Two other leading reasons for the exclusion of financial expert testimony were lack of relevance (38 percent of cases) and lack of qualifications (19 percent of cases). Of course, courts sometime cite multiple reasons for excluding expert testimony. Of the cases examined for this survey, 28 percent of exclusions were based on multiple criteria.

Most Rulings Affirmed on Appeal

A judge’s decision to exclude expert testimony is not always the end of the story, of course. When a judge’s Daubert decision is reviewed on appeal, how is it likely to fare?

For 2011 only, the study looked at federal and state appellate court rulings on Daubert issues. It found 68 challenges to experts. Of those, the lower court had excluded the testimony of 37 experts, accepted the testimony of 29 experts, and not considered the Daubert criteria for two experts.

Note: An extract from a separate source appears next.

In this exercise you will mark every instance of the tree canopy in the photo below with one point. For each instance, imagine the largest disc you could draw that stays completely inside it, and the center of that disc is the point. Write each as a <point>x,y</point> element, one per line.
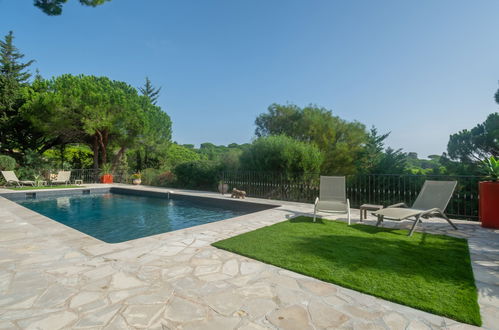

With respect to all but 10 of the experts, the appellate courts affirmed the lower courts. For those 10 experts, the appellate courts overturned the lower courts’ rulings. Six of the cases involved financial experts, of which two were overturned.

Of the 10 cases where the lower court ruling was overturned, the appellate courts allowed four experts to testify at trial, excluded the testimony of one expert, and remanded the case to the trial court to apply or reapply the Daubert standards for five experts.